Quel beau métier que le mien, à la charnière de recevoir et donner. Recevoir tant de mots, tant d’images. Offrir des textes, des histoires, avec leur paysage parfois. Un métier de l’entre-deux, comme la poésie, où la matière reçue est transformée en autre chose, en l’occurrence en un objet qui va vivre sa vie. Il faudra l’accompagner cependant, tel un enfant qui cherche son chemin.
L’enthousiasme et la conviction sont l’argile des premiers pas. Un fiat nécessaire dont le pari se vérifiera à l’or du commerce!
Donner la parole, corriger, orienter, échanger puis transformer, faire entrer le contenu dans une forme, dont nous détenons la clé de toutes les mesures. Voilà notre métier, une succession de choix qui s’imposent à chaque fois. Ce nous n’est pas de majesté, il est celui d’un équipage qui partage le goût, le but, l’exigence et le plaisir. La clé de l’entente se forge avec le temps et l’expérience.
Parmi tous les projets reçus, il est des perles très rares que nous ajusterons sur de fines montures. À chaque fois, une aventure commence avec celles et ceux que nous apprendrons à connaître, des écrivains ou des artistes, tentés par notre catalogue. La confiance s’installera peut-être, alors une histoire, encore une, s’écrira. Celles de La Joie de lire avec Albertine et Germano, Haydé, Adrienne Barman, Sylvie Neeman, Tom Tirabosco, Victor Hussenot, Louise Mézel, Christophe Léon, Fabrice Melquiot...et tant d’autres.
J'ai une affection particulière pour les jeunes artistes qui tentent leur chance pendant les foires.

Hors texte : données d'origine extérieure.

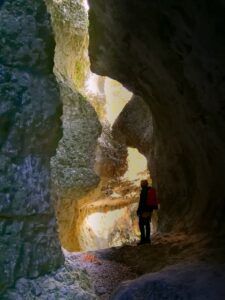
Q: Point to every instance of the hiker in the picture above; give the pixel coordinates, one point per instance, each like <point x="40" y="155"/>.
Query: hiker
<point x="147" y="204"/>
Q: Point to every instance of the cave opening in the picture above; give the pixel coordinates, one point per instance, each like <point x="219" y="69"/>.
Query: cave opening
<point x="95" y="173"/>
<point x="170" y="54"/>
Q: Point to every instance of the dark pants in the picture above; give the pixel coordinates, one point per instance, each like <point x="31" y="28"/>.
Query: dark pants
<point x="144" y="225"/>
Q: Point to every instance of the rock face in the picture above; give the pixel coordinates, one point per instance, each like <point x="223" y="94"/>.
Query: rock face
<point x="172" y="55"/>
<point x="194" y="281"/>
<point x="134" y="128"/>
<point x="73" y="174"/>
<point x="30" y="110"/>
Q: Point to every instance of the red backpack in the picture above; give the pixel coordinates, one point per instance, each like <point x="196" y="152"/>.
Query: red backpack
<point x="152" y="199"/>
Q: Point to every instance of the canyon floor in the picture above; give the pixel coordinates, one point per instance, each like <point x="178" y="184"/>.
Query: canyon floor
<point x="174" y="266"/>
<point x="108" y="268"/>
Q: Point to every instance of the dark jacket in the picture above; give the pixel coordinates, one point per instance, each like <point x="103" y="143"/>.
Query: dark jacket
<point x="142" y="207"/>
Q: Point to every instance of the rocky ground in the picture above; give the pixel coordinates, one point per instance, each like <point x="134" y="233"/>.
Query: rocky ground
<point x="174" y="266"/>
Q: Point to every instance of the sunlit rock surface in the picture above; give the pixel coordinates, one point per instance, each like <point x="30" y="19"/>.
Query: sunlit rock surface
<point x="68" y="282"/>
<point x="73" y="174"/>
<point x="172" y="55"/>
<point x="30" y="110"/>
<point x="134" y="128"/>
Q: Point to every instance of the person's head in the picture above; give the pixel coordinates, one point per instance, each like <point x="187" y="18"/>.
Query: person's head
<point x="144" y="183"/>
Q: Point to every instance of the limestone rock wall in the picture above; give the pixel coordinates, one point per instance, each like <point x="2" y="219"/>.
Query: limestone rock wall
<point x="134" y="128"/>
<point x="171" y="53"/>
<point x="30" y="128"/>
<point x="73" y="173"/>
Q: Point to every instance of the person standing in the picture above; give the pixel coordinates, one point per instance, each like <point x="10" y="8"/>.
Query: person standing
<point x="146" y="205"/>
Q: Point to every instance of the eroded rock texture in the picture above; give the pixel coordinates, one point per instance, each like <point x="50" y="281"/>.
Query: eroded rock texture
<point x="134" y="128"/>
<point x="171" y="53"/>
<point x="30" y="110"/>
<point x="73" y="174"/>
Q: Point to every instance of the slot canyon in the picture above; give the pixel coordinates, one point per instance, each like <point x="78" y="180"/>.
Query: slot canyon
<point x="94" y="97"/>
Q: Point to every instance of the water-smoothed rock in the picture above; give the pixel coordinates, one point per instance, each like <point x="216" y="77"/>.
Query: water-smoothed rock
<point x="30" y="112"/>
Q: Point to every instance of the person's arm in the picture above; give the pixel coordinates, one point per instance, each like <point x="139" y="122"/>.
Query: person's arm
<point x="139" y="205"/>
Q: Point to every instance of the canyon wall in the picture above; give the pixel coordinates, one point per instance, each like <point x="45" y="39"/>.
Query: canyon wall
<point x="171" y="54"/>
<point x="73" y="174"/>
<point x="30" y="129"/>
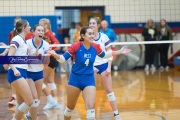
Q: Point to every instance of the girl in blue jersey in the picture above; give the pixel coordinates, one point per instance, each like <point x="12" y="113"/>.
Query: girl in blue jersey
<point x="103" y="66"/>
<point x="82" y="74"/>
<point x="17" y="72"/>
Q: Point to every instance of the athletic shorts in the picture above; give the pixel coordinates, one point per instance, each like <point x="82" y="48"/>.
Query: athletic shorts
<point x="101" y="68"/>
<point x="52" y="63"/>
<point x="35" y="76"/>
<point x="81" y="81"/>
<point x="11" y="77"/>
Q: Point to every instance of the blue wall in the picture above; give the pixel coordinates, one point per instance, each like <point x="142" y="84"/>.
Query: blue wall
<point x="7" y="24"/>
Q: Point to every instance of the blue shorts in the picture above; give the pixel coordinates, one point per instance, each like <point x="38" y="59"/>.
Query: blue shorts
<point x="101" y="68"/>
<point x="11" y="77"/>
<point x="81" y="81"/>
<point x="35" y="75"/>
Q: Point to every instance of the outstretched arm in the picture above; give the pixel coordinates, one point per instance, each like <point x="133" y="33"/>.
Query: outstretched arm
<point x="123" y="50"/>
<point x="59" y="58"/>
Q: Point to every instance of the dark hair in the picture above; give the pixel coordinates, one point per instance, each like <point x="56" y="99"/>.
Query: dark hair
<point x="35" y="26"/>
<point x="19" y="26"/>
<point x="97" y="19"/>
<point x="83" y="32"/>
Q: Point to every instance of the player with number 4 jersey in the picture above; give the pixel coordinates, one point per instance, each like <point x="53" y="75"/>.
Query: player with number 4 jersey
<point x="82" y="74"/>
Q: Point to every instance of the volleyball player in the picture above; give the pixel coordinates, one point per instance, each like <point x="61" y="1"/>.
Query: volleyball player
<point x="12" y="100"/>
<point x="103" y="66"/>
<point x="36" y="47"/>
<point x="17" y="72"/>
<point x="49" y="71"/>
<point x="81" y="78"/>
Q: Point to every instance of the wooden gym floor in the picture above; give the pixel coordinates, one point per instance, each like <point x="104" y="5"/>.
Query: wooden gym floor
<point x="140" y="96"/>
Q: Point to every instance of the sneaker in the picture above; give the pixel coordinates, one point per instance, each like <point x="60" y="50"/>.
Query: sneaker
<point x="27" y="116"/>
<point x="12" y="101"/>
<point x="51" y="106"/>
<point x="117" y="117"/>
<point x="167" y="68"/>
<point x="161" y="68"/>
<point x="146" y="68"/>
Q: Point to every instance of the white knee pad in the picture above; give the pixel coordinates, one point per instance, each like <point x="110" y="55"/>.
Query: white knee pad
<point x="52" y="86"/>
<point x="111" y="97"/>
<point x="16" y="107"/>
<point x="67" y="112"/>
<point x="36" y="103"/>
<point x="43" y="86"/>
<point x="90" y="114"/>
<point x="24" y="107"/>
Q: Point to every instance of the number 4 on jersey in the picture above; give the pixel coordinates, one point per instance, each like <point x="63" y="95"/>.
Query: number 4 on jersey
<point x="87" y="62"/>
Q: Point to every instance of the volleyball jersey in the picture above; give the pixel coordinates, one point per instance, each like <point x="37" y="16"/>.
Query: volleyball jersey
<point x="44" y="47"/>
<point x="104" y="43"/>
<point x="21" y="49"/>
<point x="83" y="59"/>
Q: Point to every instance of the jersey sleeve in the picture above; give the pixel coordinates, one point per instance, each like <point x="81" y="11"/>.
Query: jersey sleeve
<point x="46" y="48"/>
<point x="71" y="50"/>
<point x="99" y="51"/>
<point x="114" y="35"/>
<point x="107" y="41"/>
<point x="15" y="42"/>
<point x="53" y="38"/>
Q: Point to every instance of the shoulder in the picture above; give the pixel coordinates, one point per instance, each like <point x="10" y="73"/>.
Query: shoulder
<point x="76" y="44"/>
<point x="29" y="41"/>
<point x="95" y="45"/>
<point x="103" y="35"/>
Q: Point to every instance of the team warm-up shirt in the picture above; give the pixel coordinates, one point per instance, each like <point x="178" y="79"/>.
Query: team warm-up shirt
<point x="21" y="49"/>
<point x="44" y="47"/>
<point x="104" y="43"/>
<point x="83" y="59"/>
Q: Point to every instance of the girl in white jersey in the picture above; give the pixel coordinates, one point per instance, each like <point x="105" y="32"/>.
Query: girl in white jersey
<point x="103" y="66"/>
<point x="17" y="72"/>
<point x="36" y="47"/>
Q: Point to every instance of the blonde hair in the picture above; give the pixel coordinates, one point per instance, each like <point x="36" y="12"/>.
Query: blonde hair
<point x="46" y="21"/>
<point x="97" y="19"/>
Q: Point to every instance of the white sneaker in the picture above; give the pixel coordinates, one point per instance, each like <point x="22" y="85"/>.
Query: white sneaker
<point x="117" y="117"/>
<point x="27" y="116"/>
<point x="146" y="68"/>
<point x="12" y="102"/>
<point x="51" y="106"/>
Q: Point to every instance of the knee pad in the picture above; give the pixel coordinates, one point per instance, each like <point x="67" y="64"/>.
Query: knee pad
<point x="43" y="86"/>
<point x="67" y="112"/>
<point x="16" y="107"/>
<point x="24" y="107"/>
<point x="52" y="86"/>
<point x="111" y="97"/>
<point x="90" y="114"/>
<point x="36" y="103"/>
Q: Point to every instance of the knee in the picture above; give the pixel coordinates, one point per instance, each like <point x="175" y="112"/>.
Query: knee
<point x="36" y="103"/>
<point x="52" y="86"/>
<point x="90" y="105"/>
<point x="90" y="114"/>
<point x="68" y="112"/>
<point x="111" y="96"/>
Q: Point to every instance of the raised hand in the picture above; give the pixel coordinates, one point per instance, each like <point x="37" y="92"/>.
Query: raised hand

Un grand cartable à la main, ils attendent patiemment leur tour. Ils ont mis le meilleur d'eux-mêmes dans ces feuilles à l’odeur d’Ecoline. Maladresse et grand talent se côtoient. Je sais que nos paroles sont attendues, déterminantes parfois. Certains reviennent chaque année avec espoir de nous montrer leurs progrès.
Et nos lecteurs? Adultes de demain, encore ouverts à tous les possibles, ils reçoivent dans le secret cette nourriture, que nous imaginons savoureuse pour eux. Un risque à prendre.
Je fus tentée parfois par un catalogue pour adultes, peut-être pour satisfaire la lectrice que je suis. J’aurais perdu cet espace de liberté, où l’inconnu est entier et où la vérité reste à écrire.
La Joie de lire fêtera ses 35 ans en 2022. Une femme presque mûre qui peut compter sur son expérience, et qui est loin d'avoir dit son dernier mot.